In questo periodo ci sto riflettendo parecchio, grazie anche agli stimoli che mi arrivano dai vostri commenti.
Uno dei problemi fondamentali è quello delle aspettative che le promesse di partecipazione creano nei membri del team: vedere le proprie idee valorizzate ed avere un impatto positivo sulle decisioni e i risultati di un gruppo è uno dei bisogni fondamentali che motivano l’appartenenza ad un team.
Credo di non dire nulla di nuovo se affermo che questo bisogno è spesso stimolato nelle fasi iniziali del processo decisionale, per poi venire frustrato man mano ci si avvicina alla decisione.

Mi sembre che questo avvenga per una ragione precisa.
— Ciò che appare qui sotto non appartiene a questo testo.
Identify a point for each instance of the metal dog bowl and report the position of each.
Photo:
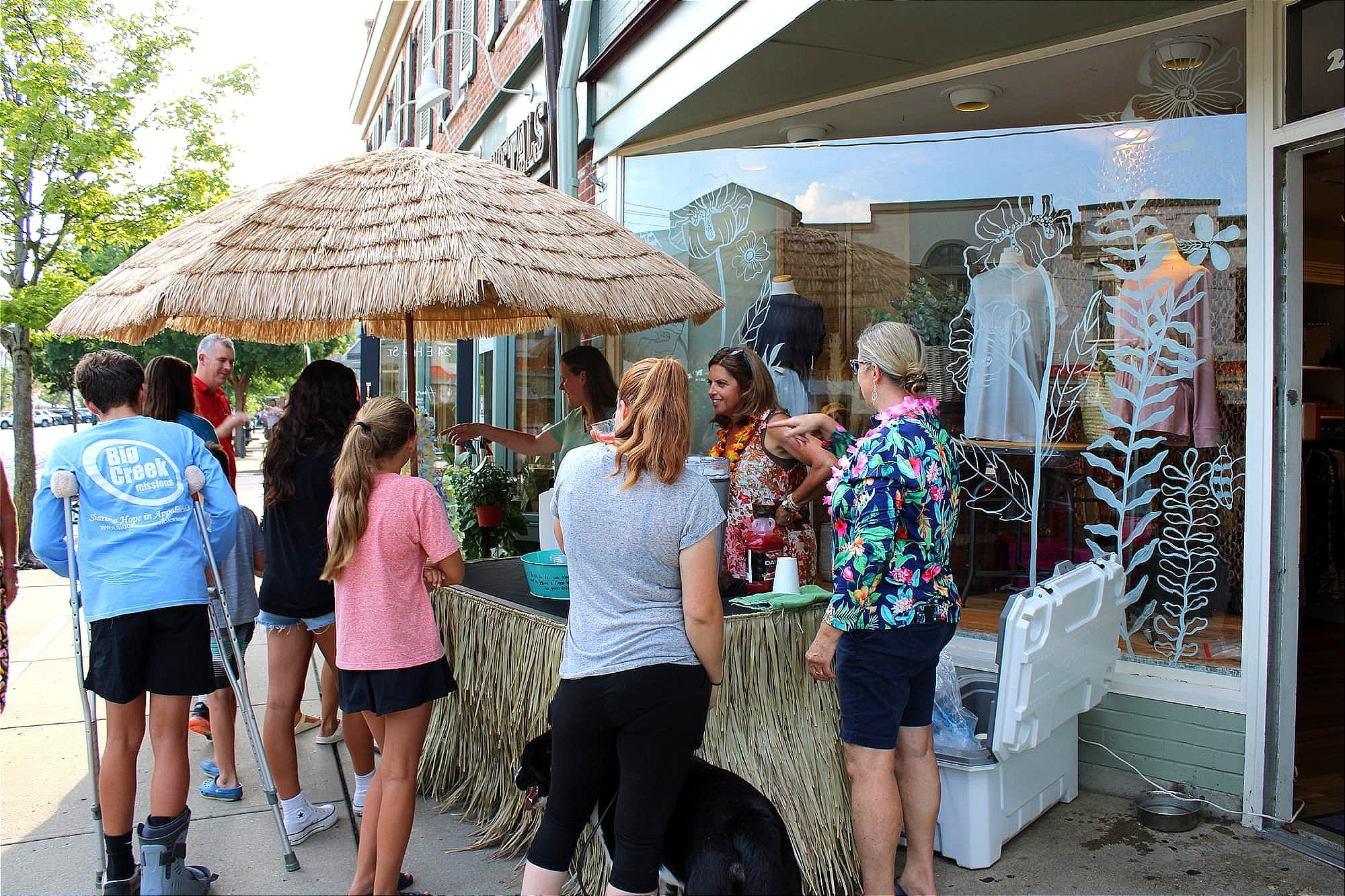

Parto dal dividere il processo decisionale in tre fasi (in letteratura e nel linguaggio comune si possono trovare definizioni diverse da quelle che do io. Adotto queste perché mi sembrano le più produttive per gli scopi di questo post):

  1. Problem setting
    La fase in cui si definiscono i “confini” del problema, gli elementi in gioco, i termini della questione.
  2. Problem solving
    La fase in cui si definiscono le soluzioni alternative, con i relativi costi, benefici e rischi prevedibili di ciascuna delle soluzioni.
  3. Decision making
    La fase in cui, tra le soluzioni possibili, si sceglie quella da perseguire.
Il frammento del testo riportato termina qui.